On Her Loss, Drake flies the flag for petty misogyny. Having spent the summer LARPing as an Ibizan house DJ, the 16-track album – made in collaboration with 21 Savage – is punctuated with all sorts of callous digs at women, namely Megan Thee Stallion, who was allegedly shot in the foot by Tory Lanez back in 2020. “This bitch lie about getting shots, but she still a stallion / She don’t even get the joke, but she still smiling” he raps on “Circo Loco”, despite Lanez being hit with assault charges that could land him up to 23 years in prison. But Drake, a man who seems to exclusively date teenagers and forgot about his child until the internet reminded him, is now experiencing something of a karmic blow… a hefty lawsuit from Condé Nast. 

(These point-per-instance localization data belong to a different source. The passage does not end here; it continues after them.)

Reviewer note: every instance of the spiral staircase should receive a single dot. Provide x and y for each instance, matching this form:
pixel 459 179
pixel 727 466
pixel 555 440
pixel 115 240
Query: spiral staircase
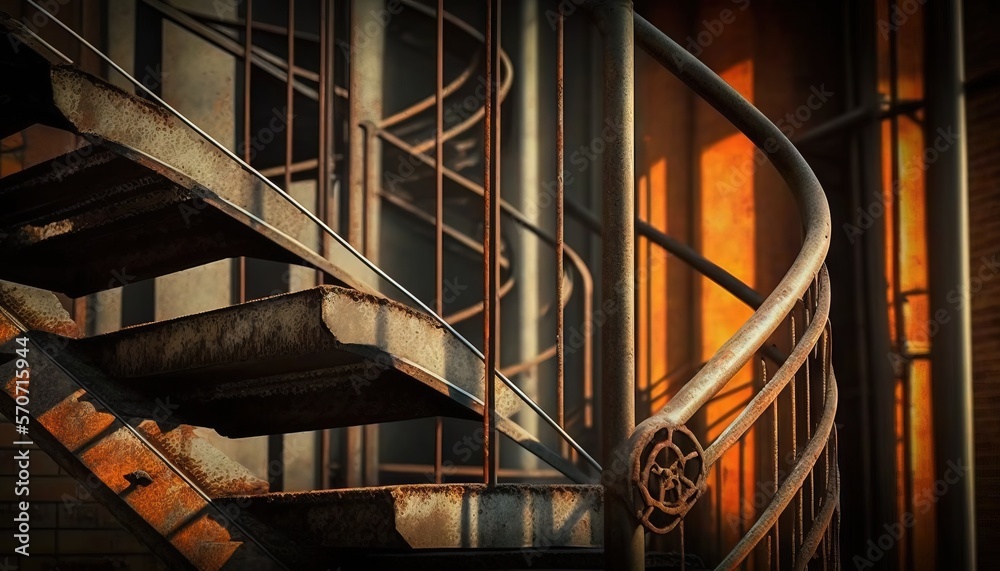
pixel 150 194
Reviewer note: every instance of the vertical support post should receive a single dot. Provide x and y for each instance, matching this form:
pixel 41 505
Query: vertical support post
pixel 325 165
pixel 276 442
pixel 623 538
pixel 491 240
pixel 948 253
pixel 366 55
pixel 439 212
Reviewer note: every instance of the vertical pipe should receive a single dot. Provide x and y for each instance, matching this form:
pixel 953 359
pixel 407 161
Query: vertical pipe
pixel 247 68
pixel 948 253
pixel 365 61
pixel 623 540
pixel 439 212
pixel 906 547
pixel 881 412
pixel 276 442
pixel 491 239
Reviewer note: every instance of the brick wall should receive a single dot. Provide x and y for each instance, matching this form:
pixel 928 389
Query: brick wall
pixel 983 119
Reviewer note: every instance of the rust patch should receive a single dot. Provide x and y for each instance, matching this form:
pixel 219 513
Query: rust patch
pixel 37 309
pixel 73 422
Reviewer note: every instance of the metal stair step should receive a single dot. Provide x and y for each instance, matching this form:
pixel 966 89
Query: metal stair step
pixel 92 220
pixel 195 202
pixel 319 358
pixel 440 526
pixel 137 472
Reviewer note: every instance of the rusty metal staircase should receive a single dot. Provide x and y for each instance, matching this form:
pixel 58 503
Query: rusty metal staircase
pixel 148 196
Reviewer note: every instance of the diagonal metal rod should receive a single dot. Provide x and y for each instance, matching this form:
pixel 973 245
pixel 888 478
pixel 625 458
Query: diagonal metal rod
pixel 374 268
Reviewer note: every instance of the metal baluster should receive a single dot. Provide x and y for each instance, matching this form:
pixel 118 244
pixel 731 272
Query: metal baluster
pixel 439 213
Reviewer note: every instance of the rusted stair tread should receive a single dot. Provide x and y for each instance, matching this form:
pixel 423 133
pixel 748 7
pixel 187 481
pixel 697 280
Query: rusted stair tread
pixel 320 358
pixel 154 480
pixel 92 220
pixel 430 516
pixel 440 526
pixel 223 192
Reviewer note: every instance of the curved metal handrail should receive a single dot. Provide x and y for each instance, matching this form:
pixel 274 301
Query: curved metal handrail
pixel 658 433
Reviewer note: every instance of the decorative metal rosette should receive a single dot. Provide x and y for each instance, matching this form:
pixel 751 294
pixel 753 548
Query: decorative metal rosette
pixel 670 478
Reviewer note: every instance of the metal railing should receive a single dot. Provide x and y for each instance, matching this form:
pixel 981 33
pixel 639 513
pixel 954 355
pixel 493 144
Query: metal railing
pixel 666 468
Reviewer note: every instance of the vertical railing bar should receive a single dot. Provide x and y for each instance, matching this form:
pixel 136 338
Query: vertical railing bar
pixel 491 237
pixel 560 217
pixel 439 213
pixel 797 519
pixel 808 365
pixel 826 449
pixel 774 490
pixel 322 188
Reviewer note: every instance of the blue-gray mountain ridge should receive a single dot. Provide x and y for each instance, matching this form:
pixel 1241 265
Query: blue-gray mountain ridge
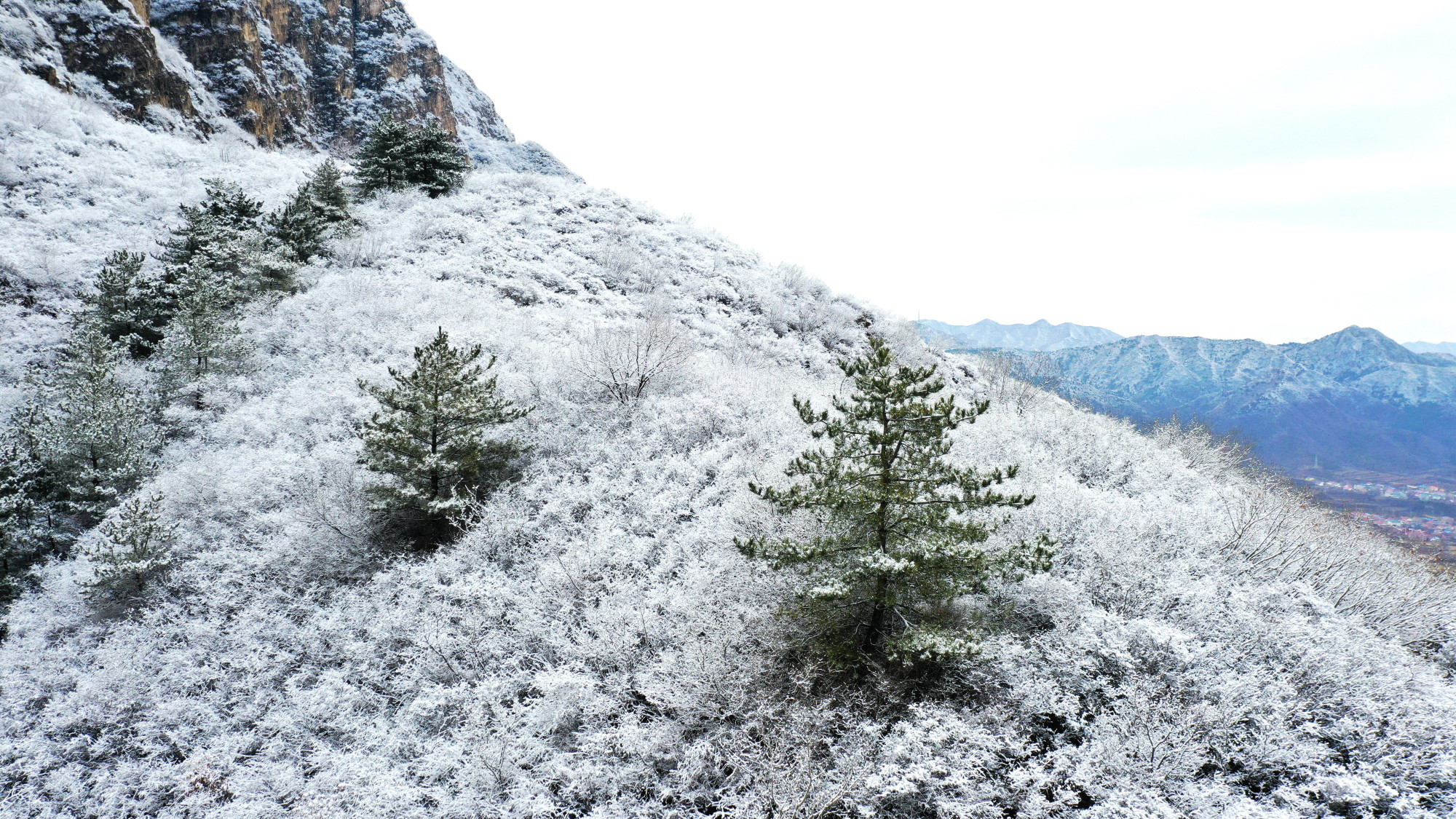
pixel 1350 400
pixel 1040 336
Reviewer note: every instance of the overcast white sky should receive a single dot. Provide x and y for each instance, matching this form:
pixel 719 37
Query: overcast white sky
pixel 1231 170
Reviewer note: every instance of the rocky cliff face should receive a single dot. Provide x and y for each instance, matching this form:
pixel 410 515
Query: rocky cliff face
pixel 289 72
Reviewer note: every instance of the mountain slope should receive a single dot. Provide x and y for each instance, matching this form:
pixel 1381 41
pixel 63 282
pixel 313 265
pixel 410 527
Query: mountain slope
pixel 1350 400
pixel 1444 347
pixel 1039 336
pixel 1206 644
pixel 286 72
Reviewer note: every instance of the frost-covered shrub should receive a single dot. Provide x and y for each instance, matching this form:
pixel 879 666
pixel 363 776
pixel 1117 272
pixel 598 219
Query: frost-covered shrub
pixel 625 363
pixel 593 644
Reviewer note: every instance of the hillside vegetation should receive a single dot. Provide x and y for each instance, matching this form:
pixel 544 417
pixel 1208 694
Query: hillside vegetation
pixel 1206 643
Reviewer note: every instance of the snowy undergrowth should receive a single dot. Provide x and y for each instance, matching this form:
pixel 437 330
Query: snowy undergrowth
pixel 1206 646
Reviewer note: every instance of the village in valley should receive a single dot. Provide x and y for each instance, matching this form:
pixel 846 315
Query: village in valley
pixel 1433 534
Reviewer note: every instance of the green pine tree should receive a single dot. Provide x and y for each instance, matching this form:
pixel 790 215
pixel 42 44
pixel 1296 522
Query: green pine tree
pixel 902 538
pixel 317 212
pixel 130 306
pixel 98 439
pixel 436 162
pixel 203 346
pixel 330 197
pixel 28 515
pixel 432 440
pixel 225 240
pixel 133 547
pixel 398 155
pixel 384 162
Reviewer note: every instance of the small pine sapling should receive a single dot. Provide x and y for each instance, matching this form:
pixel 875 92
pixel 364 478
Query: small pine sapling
pixel 202 346
pixel 436 162
pixel 330 197
pixel 317 212
pixel 133 547
pixel 223 240
pixel 28 531
pixel 901 541
pixel 398 155
pixel 384 164
pixel 432 440
pixel 130 306
pixel 98 439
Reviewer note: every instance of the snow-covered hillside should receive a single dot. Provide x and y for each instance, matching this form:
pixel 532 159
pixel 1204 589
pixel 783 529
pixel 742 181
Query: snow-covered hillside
pixel 1208 643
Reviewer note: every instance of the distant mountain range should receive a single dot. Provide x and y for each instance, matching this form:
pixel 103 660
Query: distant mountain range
pixel 1040 336
pixel 1353 400
pixel 1447 347
pixel 1350 400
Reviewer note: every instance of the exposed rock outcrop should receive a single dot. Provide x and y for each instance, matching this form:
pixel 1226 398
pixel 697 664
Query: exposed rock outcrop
pixel 289 72
pixel 107 52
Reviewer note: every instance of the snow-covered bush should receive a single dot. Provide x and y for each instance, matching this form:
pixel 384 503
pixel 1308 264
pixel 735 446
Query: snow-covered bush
pixel 593 644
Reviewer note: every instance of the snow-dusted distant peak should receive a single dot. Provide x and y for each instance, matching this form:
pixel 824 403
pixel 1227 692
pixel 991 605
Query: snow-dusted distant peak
pixel 1439 347
pixel 1040 336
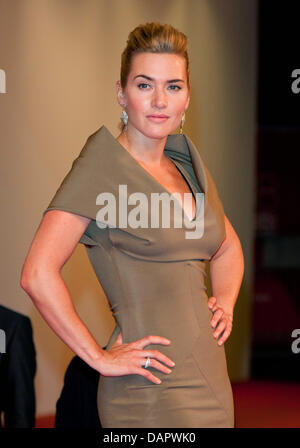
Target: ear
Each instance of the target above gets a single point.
(120, 95)
(187, 102)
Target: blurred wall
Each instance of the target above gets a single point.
(62, 59)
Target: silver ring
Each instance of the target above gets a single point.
(147, 362)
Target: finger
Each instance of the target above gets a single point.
(157, 365)
(158, 355)
(150, 339)
(118, 340)
(224, 337)
(211, 301)
(220, 328)
(216, 317)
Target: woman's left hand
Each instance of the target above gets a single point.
(223, 320)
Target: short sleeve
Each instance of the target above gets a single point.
(78, 191)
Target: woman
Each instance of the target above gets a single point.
(163, 365)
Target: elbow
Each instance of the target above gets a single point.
(26, 281)
(29, 278)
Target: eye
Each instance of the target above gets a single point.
(174, 85)
(142, 84)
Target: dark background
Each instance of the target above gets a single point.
(276, 310)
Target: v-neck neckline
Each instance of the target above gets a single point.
(158, 183)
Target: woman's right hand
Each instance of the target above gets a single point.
(126, 359)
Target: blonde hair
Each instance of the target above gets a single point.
(153, 38)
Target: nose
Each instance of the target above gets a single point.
(159, 98)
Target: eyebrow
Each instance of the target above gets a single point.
(151, 79)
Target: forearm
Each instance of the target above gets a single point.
(226, 273)
(50, 295)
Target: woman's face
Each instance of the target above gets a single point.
(156, 85)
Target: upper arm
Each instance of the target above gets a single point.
(55, 240)
(230, 238)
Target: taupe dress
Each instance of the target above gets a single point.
(154, 280)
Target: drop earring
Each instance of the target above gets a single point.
(124, 118)
(182, 122)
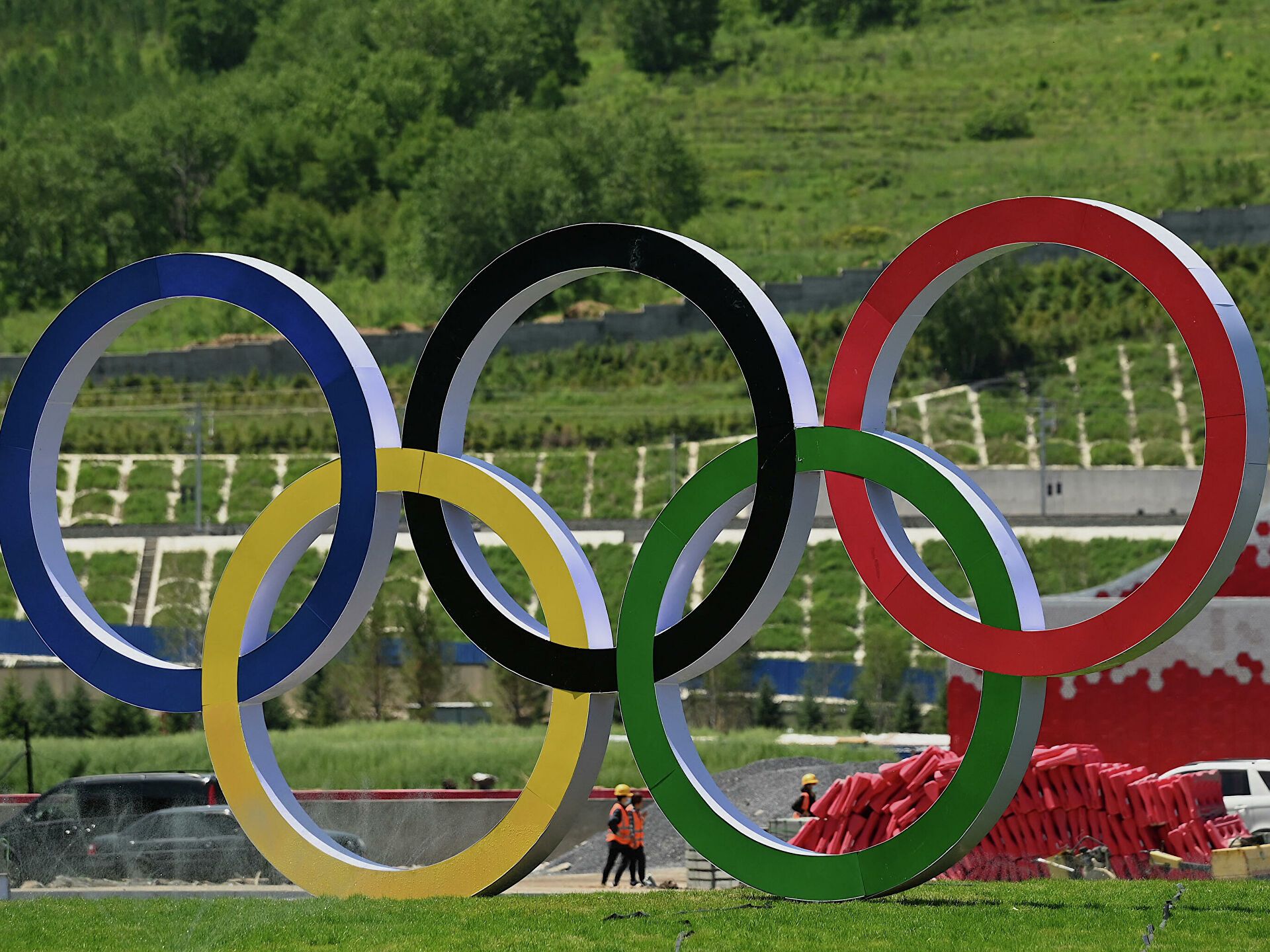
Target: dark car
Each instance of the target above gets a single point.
(193, 843)
(51, 836)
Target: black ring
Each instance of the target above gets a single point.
(681, 266)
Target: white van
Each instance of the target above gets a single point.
(1245, 789)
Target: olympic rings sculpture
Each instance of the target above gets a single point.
(777, 474)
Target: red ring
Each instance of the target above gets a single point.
(1231, 479)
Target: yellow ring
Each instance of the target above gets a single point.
(253, 786)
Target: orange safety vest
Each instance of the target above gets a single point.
(636, 829)
(624, 826)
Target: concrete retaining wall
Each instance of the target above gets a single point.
(1107, 492)
(421, 832)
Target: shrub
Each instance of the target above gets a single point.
(211, 36)
(990, 124)
(661, 36)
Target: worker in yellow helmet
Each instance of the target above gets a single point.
(807, 796)
(619, 836)
(639, 869)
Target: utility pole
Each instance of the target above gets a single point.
(1043, 429)
(675, 466)
(31, 772)
(198, 466)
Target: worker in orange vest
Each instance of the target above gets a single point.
(807, 796)
(619, 836)
(639, 871)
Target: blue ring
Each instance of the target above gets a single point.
(237, 282)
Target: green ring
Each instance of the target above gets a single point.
(1005, 729)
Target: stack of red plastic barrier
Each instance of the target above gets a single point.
(1070, 797)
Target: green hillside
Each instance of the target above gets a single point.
(347, 143)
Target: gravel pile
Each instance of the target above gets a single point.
(762, 790)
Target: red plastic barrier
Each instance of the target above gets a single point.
(1068, 796)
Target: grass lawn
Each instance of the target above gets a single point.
(398, 754)
(1043, 914)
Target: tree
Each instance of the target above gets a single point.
(116, 719)
(75, 714)
(810, 713)
(323, 698)
(277, 715)
(767, 709)
(525, 701)
(178, 721)
(661, 36)
(370, 662)
(425, 669)
(212, 36)
(908, 716)
(970, 332)
(863, 719)
(937, 720)
(15, 714)
(44, 710)
(536, 172)
(887, 658)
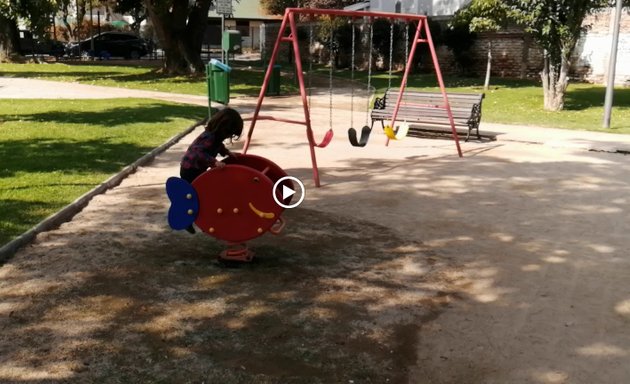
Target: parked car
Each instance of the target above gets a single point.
(111, 44)
(30, 45)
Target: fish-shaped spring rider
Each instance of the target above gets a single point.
(234, 203)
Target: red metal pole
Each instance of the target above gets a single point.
(307, 116)
(406, 75)
(438, 72)
(263, 89)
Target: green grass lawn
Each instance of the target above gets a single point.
(508, 101)
(244, 81)
(520, 102)
(53, 151)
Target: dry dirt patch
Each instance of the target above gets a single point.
(332, 300)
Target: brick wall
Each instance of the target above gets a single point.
(516, 55)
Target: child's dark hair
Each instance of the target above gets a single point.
(226, 124)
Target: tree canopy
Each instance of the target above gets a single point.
(556, 25)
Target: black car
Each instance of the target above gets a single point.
(111, 44)
(31, 45)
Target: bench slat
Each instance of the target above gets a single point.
(426, 111)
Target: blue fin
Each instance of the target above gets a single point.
(184, 203)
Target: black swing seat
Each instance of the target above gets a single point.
(362, 141)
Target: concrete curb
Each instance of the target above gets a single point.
(70, 210)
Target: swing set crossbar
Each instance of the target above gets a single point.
(289, 21)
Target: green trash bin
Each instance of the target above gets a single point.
(218, 77)
(273, 88)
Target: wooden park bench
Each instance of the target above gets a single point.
(426, 114)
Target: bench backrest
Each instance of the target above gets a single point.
(456, 100)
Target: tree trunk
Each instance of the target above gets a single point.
(486, 84)
(180, 29)
(9, 38)
(555, 80)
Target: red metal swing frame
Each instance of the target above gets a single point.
(289, 18)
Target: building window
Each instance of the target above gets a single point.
(243, 27)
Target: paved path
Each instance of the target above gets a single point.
(17, 88)
(535, 225)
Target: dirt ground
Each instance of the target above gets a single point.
(408, 265)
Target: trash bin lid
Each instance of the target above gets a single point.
(219, 64)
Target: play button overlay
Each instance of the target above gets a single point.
(288, 192)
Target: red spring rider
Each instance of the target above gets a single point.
(234, 203)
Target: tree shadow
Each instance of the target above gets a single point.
(578, 99)
(386, 274)
(146, 113)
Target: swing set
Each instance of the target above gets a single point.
(393, 131)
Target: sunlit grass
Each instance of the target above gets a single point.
(53, 151)
(509, 101)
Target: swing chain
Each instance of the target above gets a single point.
(391, 54)
(352, 77)
(330, 73)
(367, 110)
(310, 63)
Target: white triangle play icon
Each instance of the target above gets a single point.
(287, 192)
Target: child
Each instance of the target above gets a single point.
(201, 154)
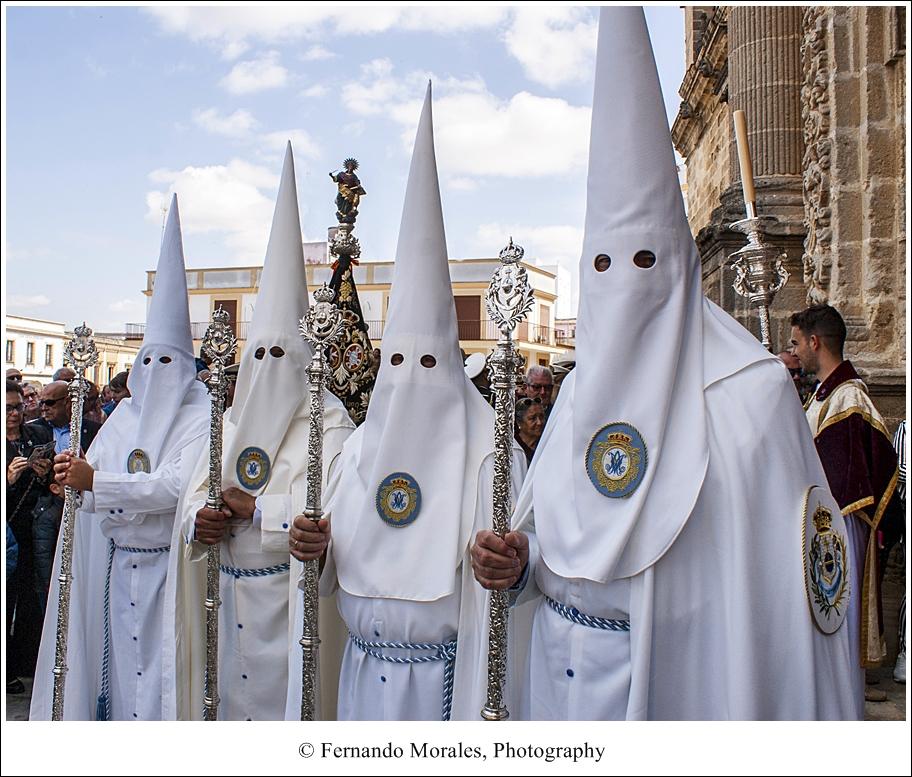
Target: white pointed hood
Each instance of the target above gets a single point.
(163, 377)
(409, 491)
(272, 380)
(629, 433)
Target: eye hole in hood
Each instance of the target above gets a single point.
(644, 259)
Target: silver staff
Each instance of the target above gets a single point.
(508, 300)
(759, 273)
(80, 354)
(321, 327)
(219, 344)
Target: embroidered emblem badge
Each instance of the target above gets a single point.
(616, 460)
(398, 499)
(138, 461)
(826, 560)
(253, 468)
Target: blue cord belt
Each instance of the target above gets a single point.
(575, 616)
(443, 651)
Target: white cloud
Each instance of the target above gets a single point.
(234, 48)
(256, 75)
(224, 199)
(238, 124)
(302, 143)
(128, 306)
(315, 53)
(315, 91)
(460, 184)
(554, 44)
(26, 301)
(99, 71)
(286, 22)
(354, 128)
(477, 134)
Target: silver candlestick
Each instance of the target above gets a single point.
(219, 344)
(322, 326)
(508, 300)
(80, 354)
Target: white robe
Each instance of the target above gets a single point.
(372, 689)
(135, 511)
(260, 617)
(720, 625)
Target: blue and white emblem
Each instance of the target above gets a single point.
(826, 560)
(398, 499)
(253, 468)
(138, 461)
(616, 460)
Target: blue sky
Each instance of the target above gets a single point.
(109, 109)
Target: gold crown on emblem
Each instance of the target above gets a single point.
(823, 518)
(324, 294)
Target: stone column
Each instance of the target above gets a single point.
(764, 80)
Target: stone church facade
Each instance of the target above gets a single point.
(824, 93)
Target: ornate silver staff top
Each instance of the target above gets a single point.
(80, 354)
(759, 273)
(320, 327)
(508, 300)
(219, 344)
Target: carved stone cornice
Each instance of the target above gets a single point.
(815, 116)
(705, 82)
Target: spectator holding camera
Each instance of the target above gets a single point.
(29, 452)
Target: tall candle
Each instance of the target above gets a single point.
(744, 161)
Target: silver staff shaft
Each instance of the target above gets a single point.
(508, 300)
(219, 344)
(320, 327)
(310, 638)
(80, 354)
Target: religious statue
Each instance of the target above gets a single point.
(350, 192)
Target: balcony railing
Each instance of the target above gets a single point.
(536, 334)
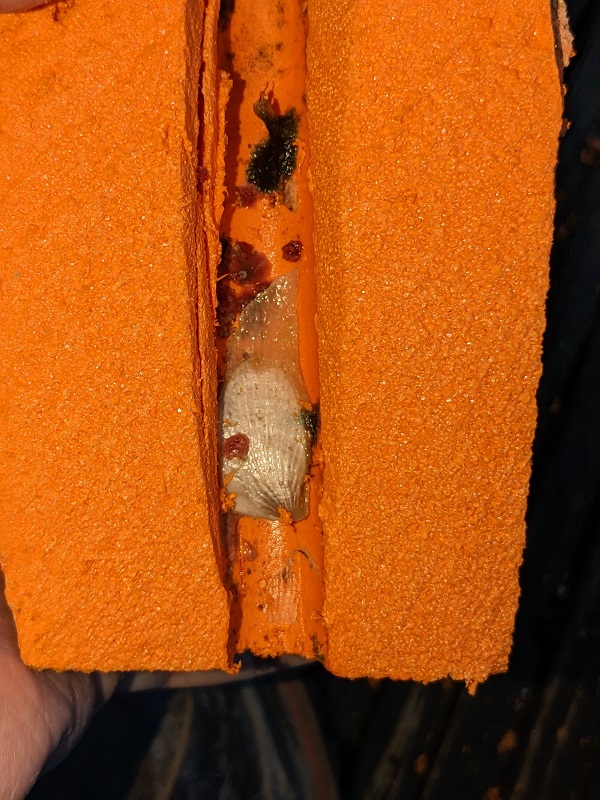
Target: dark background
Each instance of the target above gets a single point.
(532, 734)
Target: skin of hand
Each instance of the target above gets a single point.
(44, 713)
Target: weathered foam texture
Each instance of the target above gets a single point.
(433, 139)
(104, 533)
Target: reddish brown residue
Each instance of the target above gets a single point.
(246, 195)
(236, 446)
(202, 174)
(243, 273)
(292, 251)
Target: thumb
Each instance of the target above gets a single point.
(42, 714)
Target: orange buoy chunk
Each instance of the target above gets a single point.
(433, 141)
(107, 487)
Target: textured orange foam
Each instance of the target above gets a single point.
(104, 533)
(433, 140)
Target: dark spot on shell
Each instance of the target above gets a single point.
(235, 446)
(274, 159)
(311, 419)
(246, 195)
(292, 251)
(249, 551)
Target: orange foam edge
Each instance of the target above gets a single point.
(107, 481)
(433, 143)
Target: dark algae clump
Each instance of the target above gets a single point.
(273, 160)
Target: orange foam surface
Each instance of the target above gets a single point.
(105, 533)
(433, 141)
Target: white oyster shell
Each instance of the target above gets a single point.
(264, 398)
(261, 402)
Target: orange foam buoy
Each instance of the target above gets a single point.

The media conglomerate has claimed that the new album’s promotional campaign was built almost “entirely” on the unauthorised use of Vogue trademarks. This included Drake shilling bootleg issues of the magazine and plastering mock layouts onto major billboards, touting himself as the publication’s next cover star – all with the “love and support” of Anna Wintour. “All of this is false,” a complaint filed in a Manhattan federal court outlined. “And none of it has been authorised by Conde Nast.” Lawyers are seeking at least £3.5m – or triple the profits made from the album and fake magazine – alongside further punitive damages. “The defendants’ flippant disregard for Condé Nast’s rights have left it with no choice but to commence this action.”

Drake lost the battle, but fashion companies, so protective of their prestige and positioning, love an excuse to sue, because brands copy each other all the time. The most prolific offenders are obviously fast fashion labels, but the law can rarely do anything about that, so when an IP trademark genuinely is infringed, it means big business. It’s just what the rich do (no hard feelings etc) and Drake is unlikely to miss £3.5 million. Fashion archivist David Cassavant, for example, recently sued Kanye West for over 400k in unpaid clothing: “The lawsuit is just a formality in business,” he told us not long after. That attitude compounds one of the industry’s longest-held traditions – Nirvana’s sued Marc Jacobs, Hells Angels sued Alexander McQueen, and Christian Louboutin sued Saint Laurent.